A Californian for most of his childhood, Allison was converted to Christ
at age 17 and became an actor, performing on stage and in television
commercials. He then served as a youth pastor at Hillside Covenant
Church in Walnut Creek after graduating from Cal-State Hayward and
helped plant Hope Center Church in nearby Pleasant Hill in 1978. Hope
Center's informal worship style and extensive use of drama and the arts
was effective in reaching unchurched people. That experience - and the
many changed lives he's seen in the past two dozen years - keeps him
energized as he teaches others to help change lives through proclaiming
Jesus in various ways.
"It's still just as passionate as ever - it still drives me - and I
never get away from it," said
Allison, who attends DeerGrove Covenant Church in Palatine, Illinois,
with his wife, Marie, and family. "It's a combination of coming from a
non-churched home and finding faith through Young Life. And then there's
the flat-out spiritual gifts thing about it. I'm doing the same thing,
really. But I'm working in every kind of church imaginable.
"Mr. (Billy) Graham saw the Kingdom in a powerful way and I'm carrying
that in my DNA," Allison continued. "What's the difference between Lon
Allison of 1978 and 2004? I'm in love with the whole (larger Christian)
church. It's a missional deal. Jesus said, 'I pray that the world may be
one, that the world believe that you sent me.' And I refuse to be
separate from anyone who believes in the name of the risen Christ. My
early theology in the Covenant has given me that foundation. And I see
God getting bigger and bigger as I see Him expressed in every
denomination and people group."
Allison recently was part of a leadership group of seven different
nations teaching evangelism. The experience once more reminded him that
there are many different
ways of understanding Christ and expressing His love. He says the gospel
message is as powerful as ever, but that leaders need to be more
creative in telling the story and more willing to take risks to reach
people unlike them.
"We're in a global world and a multicultural reality," he said. "It used
to be that we were content to reach the world by sending missionaries.

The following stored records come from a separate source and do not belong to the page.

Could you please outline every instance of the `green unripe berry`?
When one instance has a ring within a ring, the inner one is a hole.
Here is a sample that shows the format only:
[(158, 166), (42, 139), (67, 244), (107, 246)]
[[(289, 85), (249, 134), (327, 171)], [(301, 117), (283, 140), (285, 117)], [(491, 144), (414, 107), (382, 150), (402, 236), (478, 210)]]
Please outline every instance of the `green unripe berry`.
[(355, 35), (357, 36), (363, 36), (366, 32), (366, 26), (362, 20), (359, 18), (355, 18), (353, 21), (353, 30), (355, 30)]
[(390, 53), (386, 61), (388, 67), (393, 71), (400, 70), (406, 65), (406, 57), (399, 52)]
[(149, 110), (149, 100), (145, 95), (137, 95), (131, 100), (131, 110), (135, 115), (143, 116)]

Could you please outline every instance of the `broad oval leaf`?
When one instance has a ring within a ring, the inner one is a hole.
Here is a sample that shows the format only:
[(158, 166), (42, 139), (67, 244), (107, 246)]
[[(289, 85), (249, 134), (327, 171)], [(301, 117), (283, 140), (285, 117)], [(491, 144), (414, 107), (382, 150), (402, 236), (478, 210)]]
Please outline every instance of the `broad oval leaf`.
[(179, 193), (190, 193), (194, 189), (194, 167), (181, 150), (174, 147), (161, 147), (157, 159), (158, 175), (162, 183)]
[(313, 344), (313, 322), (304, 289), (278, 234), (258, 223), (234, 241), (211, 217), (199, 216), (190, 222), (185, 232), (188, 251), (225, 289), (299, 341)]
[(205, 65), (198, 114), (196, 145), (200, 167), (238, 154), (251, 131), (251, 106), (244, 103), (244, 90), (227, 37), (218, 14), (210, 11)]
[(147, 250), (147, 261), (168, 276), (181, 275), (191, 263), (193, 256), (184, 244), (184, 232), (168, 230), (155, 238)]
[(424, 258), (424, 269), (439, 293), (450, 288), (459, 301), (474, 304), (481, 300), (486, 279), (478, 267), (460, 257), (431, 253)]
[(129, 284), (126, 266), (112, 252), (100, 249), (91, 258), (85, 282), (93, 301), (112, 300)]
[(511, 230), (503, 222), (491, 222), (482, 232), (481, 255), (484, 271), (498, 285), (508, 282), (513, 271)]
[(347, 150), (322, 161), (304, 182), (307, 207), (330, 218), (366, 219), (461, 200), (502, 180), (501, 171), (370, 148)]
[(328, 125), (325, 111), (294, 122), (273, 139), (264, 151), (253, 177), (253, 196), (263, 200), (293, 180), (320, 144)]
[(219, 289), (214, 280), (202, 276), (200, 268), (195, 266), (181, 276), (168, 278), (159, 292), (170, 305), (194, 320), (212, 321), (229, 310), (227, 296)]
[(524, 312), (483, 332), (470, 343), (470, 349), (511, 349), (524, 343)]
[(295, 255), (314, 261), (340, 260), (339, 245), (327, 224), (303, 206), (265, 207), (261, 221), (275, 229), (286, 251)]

But now we all have to learn what it means to be a missionary. My
biggest fear is that the local churches will go deeper and deeper in
their own entrenchment.
"I guess the bottom line is that I fear that we've lost confidence in
the message of the gospel," he continued. "Statistically, we know that
there are only a small percentage (about five percent) that are active
in evangelism. We're getting worse, not better, and we're afraid of the
new multicultural realities in America. I don't think we're sure we can
reach them and I think we're not sure we want to. I know it's hard for
me. I have to
work on it every day. I have to be intentional."